It seems that Coinbase is in the spotlight these days following the recent numbers that popped up. Check out the latest reports about this below.

Coinbase sees huge info requests from official entities

Coinbase, a cryptocurrency exchange based in the US, has reported a significant increase in the number of customer information requests received from government and law enforcement agencies over the past three years.

According to Coinbase’s latest transparency report, the exchange received a total of 13,079 requests from October 1st, 2022 to September 30th, 2023, which is a 6% increase from the previous year.

This number also represents a significant increase of 209% in comparison to the 4,227 requests made between July 1st, 2020 and December 31st, 2020. Interestingly, 57% of the requests came from outside the United States, with 19 countries such as Armenia, Cameroon, Costa Rica, Colombia, Moldova, Côte d’Ivoire, New Caledonia, Pakistan, and Sri Lanka making their requests for the first time.
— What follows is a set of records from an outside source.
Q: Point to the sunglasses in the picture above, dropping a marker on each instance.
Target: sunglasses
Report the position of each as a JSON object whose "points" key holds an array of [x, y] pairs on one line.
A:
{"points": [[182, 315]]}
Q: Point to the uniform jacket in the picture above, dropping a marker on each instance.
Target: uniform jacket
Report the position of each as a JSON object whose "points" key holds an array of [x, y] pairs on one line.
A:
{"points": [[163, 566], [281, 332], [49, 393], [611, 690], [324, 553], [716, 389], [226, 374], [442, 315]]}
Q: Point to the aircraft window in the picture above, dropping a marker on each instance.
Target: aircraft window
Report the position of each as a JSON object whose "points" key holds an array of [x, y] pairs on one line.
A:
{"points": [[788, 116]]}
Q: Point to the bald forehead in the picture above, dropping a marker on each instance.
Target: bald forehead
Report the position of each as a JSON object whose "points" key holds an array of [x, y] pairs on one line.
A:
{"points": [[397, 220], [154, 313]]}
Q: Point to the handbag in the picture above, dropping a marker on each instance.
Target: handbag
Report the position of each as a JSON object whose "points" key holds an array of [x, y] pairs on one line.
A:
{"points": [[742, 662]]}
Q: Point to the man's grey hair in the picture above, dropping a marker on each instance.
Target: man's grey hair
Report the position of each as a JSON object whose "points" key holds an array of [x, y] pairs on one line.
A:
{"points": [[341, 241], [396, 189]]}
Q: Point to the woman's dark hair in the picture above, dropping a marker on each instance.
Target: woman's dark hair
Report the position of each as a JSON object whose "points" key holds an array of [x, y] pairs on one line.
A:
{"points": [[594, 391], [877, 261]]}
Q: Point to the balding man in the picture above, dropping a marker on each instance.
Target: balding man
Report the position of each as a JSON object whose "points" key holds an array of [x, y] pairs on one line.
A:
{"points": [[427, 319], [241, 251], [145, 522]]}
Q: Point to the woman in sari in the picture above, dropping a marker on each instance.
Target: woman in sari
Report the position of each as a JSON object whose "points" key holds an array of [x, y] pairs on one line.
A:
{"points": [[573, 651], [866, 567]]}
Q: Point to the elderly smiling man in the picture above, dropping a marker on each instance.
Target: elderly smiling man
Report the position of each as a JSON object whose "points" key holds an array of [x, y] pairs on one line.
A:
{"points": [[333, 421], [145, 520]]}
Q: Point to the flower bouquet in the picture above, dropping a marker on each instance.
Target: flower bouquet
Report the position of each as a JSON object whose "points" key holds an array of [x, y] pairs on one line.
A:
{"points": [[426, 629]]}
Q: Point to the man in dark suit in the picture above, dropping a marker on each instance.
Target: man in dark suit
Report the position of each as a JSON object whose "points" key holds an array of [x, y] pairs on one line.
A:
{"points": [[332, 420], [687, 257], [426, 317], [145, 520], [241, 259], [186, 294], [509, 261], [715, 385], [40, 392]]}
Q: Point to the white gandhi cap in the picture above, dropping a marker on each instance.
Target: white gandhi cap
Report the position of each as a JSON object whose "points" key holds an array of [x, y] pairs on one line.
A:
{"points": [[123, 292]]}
“The ~57% of requests from outside of the United States was a ~6% increase over our previous report.

~73% of law enforcement requests were from the US, Germany, U.K. and Spain.”

The US remains the highest source of law enforcement and agency requests though with 5,686, followed by Germany with 1,908.
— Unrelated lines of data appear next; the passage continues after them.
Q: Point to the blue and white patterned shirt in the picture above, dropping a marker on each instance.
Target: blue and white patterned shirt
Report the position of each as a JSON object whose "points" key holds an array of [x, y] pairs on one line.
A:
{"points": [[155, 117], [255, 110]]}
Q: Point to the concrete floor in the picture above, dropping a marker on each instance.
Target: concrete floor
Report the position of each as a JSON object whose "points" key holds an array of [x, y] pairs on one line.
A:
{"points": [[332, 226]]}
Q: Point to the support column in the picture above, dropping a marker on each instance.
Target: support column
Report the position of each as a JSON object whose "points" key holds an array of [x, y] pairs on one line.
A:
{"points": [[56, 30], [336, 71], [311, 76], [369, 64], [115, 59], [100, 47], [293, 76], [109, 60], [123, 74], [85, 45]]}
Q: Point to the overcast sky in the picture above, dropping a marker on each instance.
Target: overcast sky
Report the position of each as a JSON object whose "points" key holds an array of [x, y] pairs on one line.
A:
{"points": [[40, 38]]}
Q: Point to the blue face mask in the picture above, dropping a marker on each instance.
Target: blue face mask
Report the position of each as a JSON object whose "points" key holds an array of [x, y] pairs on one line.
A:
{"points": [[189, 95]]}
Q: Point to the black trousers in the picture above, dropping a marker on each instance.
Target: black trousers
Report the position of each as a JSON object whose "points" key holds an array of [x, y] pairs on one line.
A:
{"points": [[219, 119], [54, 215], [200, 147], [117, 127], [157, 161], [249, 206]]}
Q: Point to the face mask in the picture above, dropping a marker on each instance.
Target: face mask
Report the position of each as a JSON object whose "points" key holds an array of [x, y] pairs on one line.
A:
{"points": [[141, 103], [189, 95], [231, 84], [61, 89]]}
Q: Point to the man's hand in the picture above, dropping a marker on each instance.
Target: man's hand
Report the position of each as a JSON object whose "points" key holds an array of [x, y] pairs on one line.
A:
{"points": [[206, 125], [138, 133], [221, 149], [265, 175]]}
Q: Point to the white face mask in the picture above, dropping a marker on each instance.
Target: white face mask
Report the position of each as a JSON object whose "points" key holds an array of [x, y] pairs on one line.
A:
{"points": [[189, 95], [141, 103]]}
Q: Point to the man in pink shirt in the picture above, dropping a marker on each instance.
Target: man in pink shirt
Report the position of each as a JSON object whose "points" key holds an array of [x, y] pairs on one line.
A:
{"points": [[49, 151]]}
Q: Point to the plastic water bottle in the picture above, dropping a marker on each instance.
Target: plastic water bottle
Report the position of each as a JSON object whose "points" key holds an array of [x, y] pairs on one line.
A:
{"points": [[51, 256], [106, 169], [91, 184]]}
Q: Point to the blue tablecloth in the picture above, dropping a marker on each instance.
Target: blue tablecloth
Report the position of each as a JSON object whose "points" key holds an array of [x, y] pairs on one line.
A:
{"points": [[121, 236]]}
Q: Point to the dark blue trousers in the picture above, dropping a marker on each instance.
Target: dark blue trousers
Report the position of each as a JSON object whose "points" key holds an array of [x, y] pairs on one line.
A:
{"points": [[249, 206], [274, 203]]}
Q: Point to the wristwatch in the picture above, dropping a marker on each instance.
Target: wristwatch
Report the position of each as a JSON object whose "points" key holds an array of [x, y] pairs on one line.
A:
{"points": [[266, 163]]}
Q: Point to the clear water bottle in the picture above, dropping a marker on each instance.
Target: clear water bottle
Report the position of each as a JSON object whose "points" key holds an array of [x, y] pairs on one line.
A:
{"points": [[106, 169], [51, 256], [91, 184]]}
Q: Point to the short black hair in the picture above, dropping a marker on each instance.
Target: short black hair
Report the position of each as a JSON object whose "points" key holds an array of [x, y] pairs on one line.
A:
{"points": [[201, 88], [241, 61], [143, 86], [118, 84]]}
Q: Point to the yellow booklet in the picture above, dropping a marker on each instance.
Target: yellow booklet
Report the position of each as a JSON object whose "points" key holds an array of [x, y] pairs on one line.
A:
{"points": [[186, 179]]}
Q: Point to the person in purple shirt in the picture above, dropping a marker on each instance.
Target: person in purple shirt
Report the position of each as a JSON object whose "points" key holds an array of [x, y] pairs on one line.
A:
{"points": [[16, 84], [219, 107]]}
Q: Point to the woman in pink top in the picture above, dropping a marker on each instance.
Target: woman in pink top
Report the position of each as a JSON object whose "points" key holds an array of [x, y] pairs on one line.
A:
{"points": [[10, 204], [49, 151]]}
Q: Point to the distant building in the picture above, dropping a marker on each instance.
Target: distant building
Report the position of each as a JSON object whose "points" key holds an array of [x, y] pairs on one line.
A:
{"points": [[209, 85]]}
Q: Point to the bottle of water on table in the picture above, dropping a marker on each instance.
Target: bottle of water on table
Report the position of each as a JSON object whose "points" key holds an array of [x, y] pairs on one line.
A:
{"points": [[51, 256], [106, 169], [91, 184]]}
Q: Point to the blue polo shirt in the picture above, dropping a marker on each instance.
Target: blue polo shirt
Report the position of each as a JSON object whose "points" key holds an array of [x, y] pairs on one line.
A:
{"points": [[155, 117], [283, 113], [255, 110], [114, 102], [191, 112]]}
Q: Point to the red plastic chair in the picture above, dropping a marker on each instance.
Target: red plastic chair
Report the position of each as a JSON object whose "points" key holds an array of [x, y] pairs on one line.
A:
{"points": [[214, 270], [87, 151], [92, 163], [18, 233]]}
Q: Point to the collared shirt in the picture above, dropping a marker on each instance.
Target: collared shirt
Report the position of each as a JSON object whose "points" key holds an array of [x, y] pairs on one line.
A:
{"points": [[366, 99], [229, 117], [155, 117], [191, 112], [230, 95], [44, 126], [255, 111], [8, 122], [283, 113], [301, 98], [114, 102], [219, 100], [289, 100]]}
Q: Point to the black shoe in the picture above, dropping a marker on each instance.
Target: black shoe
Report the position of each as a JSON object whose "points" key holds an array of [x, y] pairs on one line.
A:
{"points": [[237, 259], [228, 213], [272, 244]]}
“United States: Remained the top country with the highest number of requests in both 2022 and 2023, with a slight increase in 2023.”

The number of requests from authorities in Australia, Portugal, and France has significantly increased, with growth rates of over 262%, 211%, and 52%, respectively.

Coinbase asserts its commitment to balancing the privacy of its customers with its legal obligations.

“Each request we receive is carefully reviewed by a team of trained experts using established procedures to determine its legal sufficiency. Where necessary, we will seek to narrow requests that are overly broad or vague in order to provide a more appropriately tailored response, and in some cases we object to producing any information at all (such as if the request is legally insufficient).”